Pure David, trascurando tutte le altre sofferenze, chiede a Dio soltanto la ricompensa per le ingiurie che ha sopportate: «Lasciate che costui mi ingiuri» — disse in quella circostanza – «perché è Dio che lo ha ordinato, affinché veda l’afflizione in cui mi trovo e mi ricompensi un giorno per le calunnie che ora subisco».
Paolo, dal canto suo, non loda quelli che hanno soltanto sopportato con fermezza i pericoli o la perdita dei loro beni, ma coloro che hanno anche tollerato con coraggio le ingiurie. «Ricordate» – egli dice — «quei primi giorni quando, appena illuminati, avete sostenuto grandi lotte in mezzo alle sofferenze che vi venivano fatte subire, esposti al cospetto di tutti, alle ingiurie e alle vessazioni».
Ecco la ragione per cui Cristo propone in questa beatitudine una grande ricompensa a coloro che superano queste terribili prove; e per impedire che qualcuno gli dica che egli non difende ora i suoi discepoli oltraggiati, che non chiude la bocca dei loro calunniatori e che quindi non ricompensa anche in questo mondo i suoi fedeli servitori, parla subito dopo dei profeti, per farci ricordare che anche ai loro tempi Dio non si è vendicato contro coloro che li calunniavano.

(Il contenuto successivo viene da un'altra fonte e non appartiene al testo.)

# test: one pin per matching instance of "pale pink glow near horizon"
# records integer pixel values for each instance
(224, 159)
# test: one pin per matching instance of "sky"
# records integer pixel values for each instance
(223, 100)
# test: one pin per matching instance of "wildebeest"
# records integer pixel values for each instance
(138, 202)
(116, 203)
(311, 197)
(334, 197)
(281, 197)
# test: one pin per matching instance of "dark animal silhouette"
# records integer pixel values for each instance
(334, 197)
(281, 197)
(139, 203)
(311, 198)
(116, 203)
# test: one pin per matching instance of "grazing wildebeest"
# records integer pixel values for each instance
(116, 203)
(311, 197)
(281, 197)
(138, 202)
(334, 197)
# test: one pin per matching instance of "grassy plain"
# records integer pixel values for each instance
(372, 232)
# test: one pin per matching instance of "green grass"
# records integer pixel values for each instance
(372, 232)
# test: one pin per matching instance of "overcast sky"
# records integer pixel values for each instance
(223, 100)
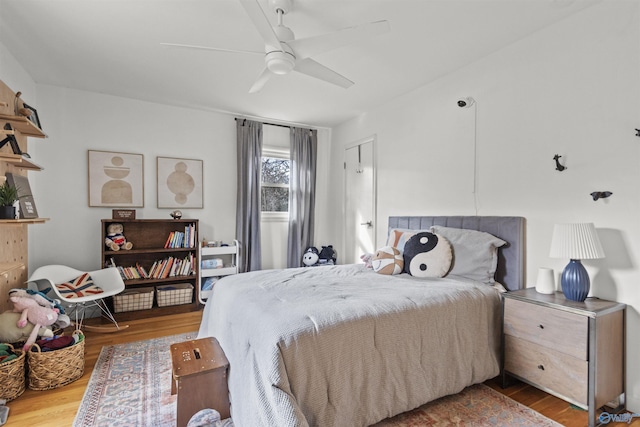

Ebbene, se quando era prossima la ricompensa, Dio incoraggiava i profeti con la speranza dei beni futuri, quanto è più giusto che Gesù tratti allo stesso modo gli apostoli, ora che la speranza si è fatta più certa e la sapienza e la virtù più perfette? Considerate, del resto, dopo quanti precetti Gesù stabilisce quest’ultimo: non è certo senza una ragione precisa che egli ha seguito un ordine: lo ha seguito per mostrarci che, se non si è esercitati e fortificati in tutte le beatitudini che vengono per prime, non si possono affrontare queste grandi lotte. Preparandoci la via, passo passo, da una beatitudine all’altra, egli intreccia per noi una catena d’oro. Chi è umile di cuore, infatti, piangerà necessariamente sui suoi peccati e chi piangerà i suoi peccati sarà, per conseguenza necessaria, mansueto, giusto e misericordioso. E chi possederà la misericordia, la compunzione e la giustizia, avrà anche il cuore puro, e chi avrà il cuore puro sarà senza dubbio un uomo pacifico. Colui che, infine, possederà tutte queste virtù, sarà anche preparato ad affrontare i pericoli e non si turberà di fronte alle calunnie, e sopporterà infiniti mali.